The lawsuit, filed by Malcolm X’s daughter Ilyasah Shabazz and other family members, alleges that law enforcement agencies withheld evidence that they knew about the plot to kill him but did nothing to stop it.

“We believe they all conspired to assassinate Malcolm X, one of the greatest thought leaders of the 20th century,” Ben Crump, a civil rights attorney representing the family, told a news conference.

The wrongful-death lawsuit was announced at a memorial center at the site in New York where Malcolm X was killed. It seeks to answer questions about the assassination and describe an accurate history of events, Crump said.

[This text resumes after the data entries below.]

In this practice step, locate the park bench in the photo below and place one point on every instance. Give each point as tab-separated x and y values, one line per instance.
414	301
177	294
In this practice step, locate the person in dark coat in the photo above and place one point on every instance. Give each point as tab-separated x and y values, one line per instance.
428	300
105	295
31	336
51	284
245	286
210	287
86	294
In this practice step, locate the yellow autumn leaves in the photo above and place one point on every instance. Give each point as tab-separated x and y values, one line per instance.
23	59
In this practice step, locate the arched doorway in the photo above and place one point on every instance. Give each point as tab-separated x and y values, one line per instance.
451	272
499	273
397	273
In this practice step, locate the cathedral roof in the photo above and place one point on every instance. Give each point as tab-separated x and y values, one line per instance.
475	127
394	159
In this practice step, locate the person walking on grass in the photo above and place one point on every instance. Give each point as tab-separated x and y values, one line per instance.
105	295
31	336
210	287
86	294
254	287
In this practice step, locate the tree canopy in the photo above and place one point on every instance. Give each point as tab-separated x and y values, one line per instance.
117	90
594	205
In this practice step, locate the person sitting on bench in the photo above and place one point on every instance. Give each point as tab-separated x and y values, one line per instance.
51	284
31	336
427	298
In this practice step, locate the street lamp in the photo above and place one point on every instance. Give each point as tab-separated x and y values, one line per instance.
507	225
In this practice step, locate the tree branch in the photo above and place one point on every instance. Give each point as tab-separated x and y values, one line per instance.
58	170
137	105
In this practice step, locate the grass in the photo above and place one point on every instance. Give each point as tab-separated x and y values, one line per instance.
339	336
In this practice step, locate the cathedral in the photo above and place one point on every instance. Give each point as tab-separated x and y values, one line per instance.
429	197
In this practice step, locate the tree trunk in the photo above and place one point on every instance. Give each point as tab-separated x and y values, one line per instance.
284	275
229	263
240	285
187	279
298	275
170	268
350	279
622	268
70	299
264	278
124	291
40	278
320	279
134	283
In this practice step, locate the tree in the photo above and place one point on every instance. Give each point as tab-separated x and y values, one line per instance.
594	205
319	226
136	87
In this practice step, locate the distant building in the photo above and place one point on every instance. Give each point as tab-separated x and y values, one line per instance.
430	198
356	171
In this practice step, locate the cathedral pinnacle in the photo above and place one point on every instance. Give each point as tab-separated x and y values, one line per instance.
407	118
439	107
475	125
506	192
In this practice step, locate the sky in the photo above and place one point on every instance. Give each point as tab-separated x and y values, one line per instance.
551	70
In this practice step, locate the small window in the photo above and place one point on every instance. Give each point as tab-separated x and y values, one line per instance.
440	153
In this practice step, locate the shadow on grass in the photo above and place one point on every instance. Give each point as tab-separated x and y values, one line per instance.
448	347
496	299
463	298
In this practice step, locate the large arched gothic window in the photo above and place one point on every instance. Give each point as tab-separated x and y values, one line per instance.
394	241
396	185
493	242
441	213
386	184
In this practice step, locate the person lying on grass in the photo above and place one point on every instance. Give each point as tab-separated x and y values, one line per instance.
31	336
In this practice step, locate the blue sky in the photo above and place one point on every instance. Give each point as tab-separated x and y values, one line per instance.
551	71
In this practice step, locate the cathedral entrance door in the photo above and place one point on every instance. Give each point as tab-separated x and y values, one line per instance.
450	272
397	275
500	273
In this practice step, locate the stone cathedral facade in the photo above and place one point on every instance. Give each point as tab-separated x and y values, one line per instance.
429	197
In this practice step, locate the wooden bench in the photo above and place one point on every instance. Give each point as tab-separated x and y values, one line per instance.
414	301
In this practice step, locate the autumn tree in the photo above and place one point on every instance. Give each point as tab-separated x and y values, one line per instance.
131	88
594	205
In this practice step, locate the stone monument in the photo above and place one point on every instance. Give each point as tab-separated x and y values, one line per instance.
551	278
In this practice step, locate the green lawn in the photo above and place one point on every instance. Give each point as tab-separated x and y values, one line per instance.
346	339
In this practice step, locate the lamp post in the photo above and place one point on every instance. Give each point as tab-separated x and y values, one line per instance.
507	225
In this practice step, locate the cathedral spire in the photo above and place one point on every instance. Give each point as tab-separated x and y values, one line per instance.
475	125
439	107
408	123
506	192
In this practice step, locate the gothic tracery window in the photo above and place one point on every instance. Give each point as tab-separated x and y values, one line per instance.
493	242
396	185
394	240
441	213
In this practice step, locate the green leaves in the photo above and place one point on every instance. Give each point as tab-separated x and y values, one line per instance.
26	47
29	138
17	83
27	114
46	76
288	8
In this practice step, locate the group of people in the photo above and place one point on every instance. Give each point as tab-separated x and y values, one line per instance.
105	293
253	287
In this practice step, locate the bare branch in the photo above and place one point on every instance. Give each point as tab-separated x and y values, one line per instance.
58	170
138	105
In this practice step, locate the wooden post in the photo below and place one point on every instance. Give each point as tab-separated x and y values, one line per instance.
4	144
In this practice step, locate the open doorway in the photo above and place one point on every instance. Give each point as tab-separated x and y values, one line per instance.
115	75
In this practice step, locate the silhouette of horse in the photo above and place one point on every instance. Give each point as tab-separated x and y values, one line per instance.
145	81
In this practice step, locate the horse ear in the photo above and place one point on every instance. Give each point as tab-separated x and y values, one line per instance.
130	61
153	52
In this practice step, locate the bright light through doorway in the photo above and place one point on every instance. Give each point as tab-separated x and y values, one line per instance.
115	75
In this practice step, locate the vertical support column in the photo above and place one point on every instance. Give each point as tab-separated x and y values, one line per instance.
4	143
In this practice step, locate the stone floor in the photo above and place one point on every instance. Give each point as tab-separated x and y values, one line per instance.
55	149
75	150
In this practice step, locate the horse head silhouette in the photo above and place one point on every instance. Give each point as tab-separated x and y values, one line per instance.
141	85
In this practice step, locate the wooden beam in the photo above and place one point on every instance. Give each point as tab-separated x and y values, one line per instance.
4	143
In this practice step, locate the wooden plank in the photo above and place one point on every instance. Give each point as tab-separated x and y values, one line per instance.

It is also intended to bring compensation to the family.

A spokesman for the New York Police Department was not immediately available for comment, but the department previously told Reuters it would not comment on the litigation when it was announced last year.

The FBI and CIA did not immediately respond to requests for comment.

Malcolm X rose to prominence as the national spokesman for the Nation of Islam, an African-American Muslim group that advocated black separatism.

After more than a decade with the group, he publicly broke with it in 1964. He moderated some of his earlier views on racial separation, angering some members of the Nation of Islam and prompting death threats.

Talmadge Hayer, then a member of the Nation of Islam, testified in court that he was one of the three killers. But speculation that the government knew about the assassination plot and allowed it to happen has persisted for decades.

Shabazz was just two years old on February 21, 1965, when her father was murdered as he prepared to speak at the Audubon Ballroom in New York. She was present with her mother and siblings when the assassination took place.